Неужели мир и вправду сошел с ума?

•ПОСЛЕСЛОВИЕ•

«Бегемот» является романом в жанре альтернативной истории, поэтому большинство его персонажей, будь то существа или механизмы, выдумано мной. Однако места действия и исторические события смоделированы так, что имеют непосредственное сходство с реалиями Первой мировой войны. Давайте вкратце разберемся, что здесь правда, а что вымысел.

«Султан Осман I» был реальным военным кораблем, приобретенным Османской империей у Британии; его собирались спустить на воду в конце 1914 года. Однако, когда началась война, первый лорд Адмиралтейства Уинстон Черчилль, обеспокоенный тем, что турки могут присоединиться к немцам и использовать эту мощную боевую единицу против Британии, конфисковал корабль. В конечном итоге Османская империя действительно вступила в войну, причем отчасти из-за того, что Черчилль похитил ее дредноут. Выступила бы она без этой провокации на стороне Германии или нет — вопрос до сих пор спорный.

В романе описывается, что Османская империя в 1914 году была далека от стабильности. На самом деле ни султан, ни его великий визирь в это время уже не находились у власти. Они были свергнуты во время революции 1908 года, и власть в стране уже принадлежала Комитету союза и прогресса (КСП). Я же в своем романе, намеренно оставив султана у власти, показал революцию 1908 года как неудачную, а КСП раздробленным на множество фракций. Это было нужно мне для того, чтобы изобразить еще и «второе» восстание 1914 года — на этот раз успешное — и включить в него моих персонажей, возможно подтолкнув таким образом историю к сравнительно благополучному исходу.

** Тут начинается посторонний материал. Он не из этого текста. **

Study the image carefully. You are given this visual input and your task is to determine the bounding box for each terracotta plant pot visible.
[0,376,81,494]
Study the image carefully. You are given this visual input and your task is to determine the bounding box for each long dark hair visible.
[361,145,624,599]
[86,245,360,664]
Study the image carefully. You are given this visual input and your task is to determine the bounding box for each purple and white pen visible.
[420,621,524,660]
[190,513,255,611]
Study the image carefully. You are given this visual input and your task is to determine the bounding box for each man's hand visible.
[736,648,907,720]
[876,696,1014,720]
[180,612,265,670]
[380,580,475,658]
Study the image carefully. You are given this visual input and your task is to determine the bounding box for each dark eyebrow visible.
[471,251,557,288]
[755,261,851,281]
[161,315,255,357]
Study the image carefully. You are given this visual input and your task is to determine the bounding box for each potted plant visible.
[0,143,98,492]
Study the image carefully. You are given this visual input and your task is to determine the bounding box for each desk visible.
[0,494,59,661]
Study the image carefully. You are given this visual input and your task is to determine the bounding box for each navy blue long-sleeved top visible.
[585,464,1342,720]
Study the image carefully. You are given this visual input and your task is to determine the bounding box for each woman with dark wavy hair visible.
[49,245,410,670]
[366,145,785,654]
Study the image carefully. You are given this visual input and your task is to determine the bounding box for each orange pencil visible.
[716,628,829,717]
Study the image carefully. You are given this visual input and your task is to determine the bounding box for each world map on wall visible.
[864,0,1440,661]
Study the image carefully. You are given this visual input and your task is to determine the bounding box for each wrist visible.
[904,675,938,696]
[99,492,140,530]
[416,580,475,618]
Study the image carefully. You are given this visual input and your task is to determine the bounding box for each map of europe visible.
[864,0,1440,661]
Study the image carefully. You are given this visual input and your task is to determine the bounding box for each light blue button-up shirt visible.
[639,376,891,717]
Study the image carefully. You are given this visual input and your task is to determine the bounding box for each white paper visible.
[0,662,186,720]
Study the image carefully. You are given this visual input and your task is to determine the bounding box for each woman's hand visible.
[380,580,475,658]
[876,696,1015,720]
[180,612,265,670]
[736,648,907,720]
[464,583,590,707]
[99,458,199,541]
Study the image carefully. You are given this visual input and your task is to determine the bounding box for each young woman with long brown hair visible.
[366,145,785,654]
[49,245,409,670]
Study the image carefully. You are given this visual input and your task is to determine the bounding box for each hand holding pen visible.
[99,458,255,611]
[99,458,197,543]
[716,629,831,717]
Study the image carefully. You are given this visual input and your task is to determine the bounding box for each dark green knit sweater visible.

Германское влияние в Стамбуле было и вправду очень существенным; немцам, наряду с прочим, принадлежала и тамошняя популярная газета, в то время как из сотрудников британского посольства никто даже не читал по-турецки.

Точно так же, как в этой книге, германские броненосцы «Бреслау» и «Гебен» с началом войны оказались фактически заперты в Средиземном море. Они отправились в Стамбул и со всем своим снаряжением и экипажами вошли в состав военного флота Османской империи.

В обмен на этот подарок османы назначили командующего «Гебеном» адмирала Вильгельма Сушона военачальником всего своего флота.

Адмирал Сушон 29 октября 1914 года без официального разрешения атаковал российскую эскадру, втянув таким образом османов в войну.

В действительности война закончилась распадом Османской империи, которая разделилась на ряд государств, в том числе Турцию, Сирию и Ливан. Мне же хотелось создать историю, в которой империя сохраняет целостность, а Стамбул, служа образцом остальному миру, — свой дух космополитизма.

Разумеется, в нынешние времена этот город зовется все-таки Стамбулом, а не Константинополем. Даром что оттоманская аристократия долгие века именовала его не иначе как Константиния, а многие западные авторы по-прежнему прибегают к этому историческому названию в своих стихах и песнях, местные жители привычно называли его Стамбулом (а многие так и просто Городом). Во всяком случае, турецкая почта перестала отправлять письма и посылки со штемпелем «Константинополь» лишь в 1923 году.